127 Indépendamment de la question de savoir si l’élément «CHARACTERS» occupe une position distinctive autonome au sens établi dans l’arrêt de la Cour du 06/10/2005, C-120/04, Thomson Life, EU:C:2005:594, cet élément, associé à l’élément dépourvu de signification «SANRIO», ne forme pas une unité ayant une signification différente de celle de ces éléments considérés séparément.

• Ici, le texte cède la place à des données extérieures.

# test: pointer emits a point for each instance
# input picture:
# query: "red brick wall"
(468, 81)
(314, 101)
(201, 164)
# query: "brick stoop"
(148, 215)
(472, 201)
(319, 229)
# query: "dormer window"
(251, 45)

Il n’y a aucune raison de supposer que le public anglophone pertinent ne percevra pas le mot «CHARACTERS», en rapport avec les produits et services en cause, comme la forme plurielle du substantif dénombrable «character», qui signifie «les qualités mentales et morales qui distinguent un individu».

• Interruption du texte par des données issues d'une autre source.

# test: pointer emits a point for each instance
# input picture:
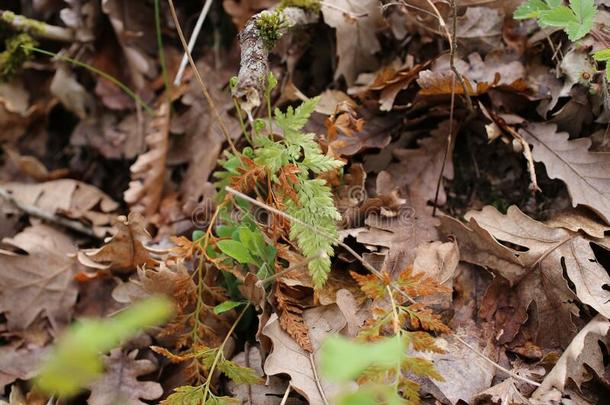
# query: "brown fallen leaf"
(125, 251)
(69, 198)
(148, 171)
(120, 384)
(19, 363)
(356, 23)
(270, 393)
(583, 352)
(289, 358)
(586, 174)
(505, 393)
(37, 278)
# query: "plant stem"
(100, 73)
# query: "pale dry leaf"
(120, 384)
(583, 351)
(19, 363)
(289, 358)
(552, 249)
(417, 170)
(586, 174)
(270, 393)
(465, 373)
(356, 23)
(125, 251)
(437, 260)
(148, 171)
(70, 198)
(37, 279)
(504, 393)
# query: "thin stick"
(192, 41)
(204, 88)
(372, 270)
(312, 362)
(285, 397)
(100, 73)
(47, 216)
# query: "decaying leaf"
(148, 172)
(585, 173)
(356, 23)
(70, 198)
(125, 251)
(37, 277)
(289, 358)
(537, 273)
(120, 383)
(584, 351)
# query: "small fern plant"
(285, 170)
(382, 360)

128 En tout état de cause, le mot «CHARACTERS» n’est pas descriptif ni autrement dépourvu de caractère distinctif vis-à-vis des produits et services en cause et du public anglophone.

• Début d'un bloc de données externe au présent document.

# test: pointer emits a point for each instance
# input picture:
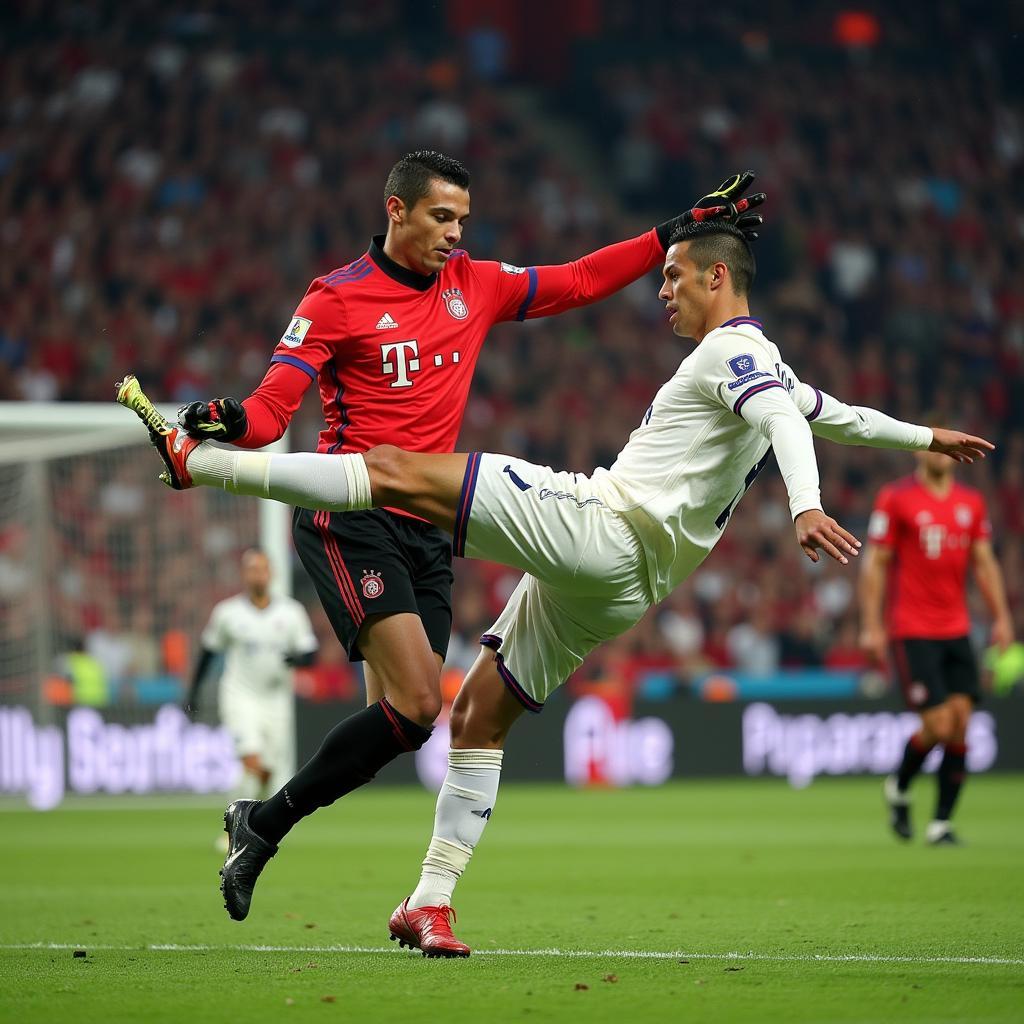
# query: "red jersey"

129 En outre, la chambre de recours relève que le mot «CHARACTERS» ressemble fortement, par exemple, à ses équivalents français ou espagnol, «CARACTÈRES» ou «CARACTERES» respectivement. Ces mots ne sont ni descriptifs ni autrement dépourvus de caractère distinctif au regard des produits et services en cause et du public francophone ou hispanophone (voir, pour ce qui concerne le mot français
«CARACTÈRE» utilisé pour désigner, notamment, des produits compris dans les classes 18 et 25 et des services de vente au détail connexes compris dans la classe 35, 12/12/2018, T-743/17, CARACTÈRE, EU:T:2018:911, en particulier les § 34 et 53). La chambre de recours ajoute que, si les équivalents français ou espagnol peuvent évoquer les qualités mentales et morales qui distinguent des individus, ils ne peuvent pas avoir la signification anglaise faisant référence à un personnage, dans un livre ou un jeu par exemple. Le mot français ou espagnol utilisé pour désigner les personnages d’un livre ou d’un jeu, par exemple, serait
«personnages» ou «personajes».
130 Enfin, la chambre de recours fait remarquer qu’en letton et en lituanien, par exemple, le terme «CHARACTERS» serait dépourvu de signification pour une partie pertinente du grand public.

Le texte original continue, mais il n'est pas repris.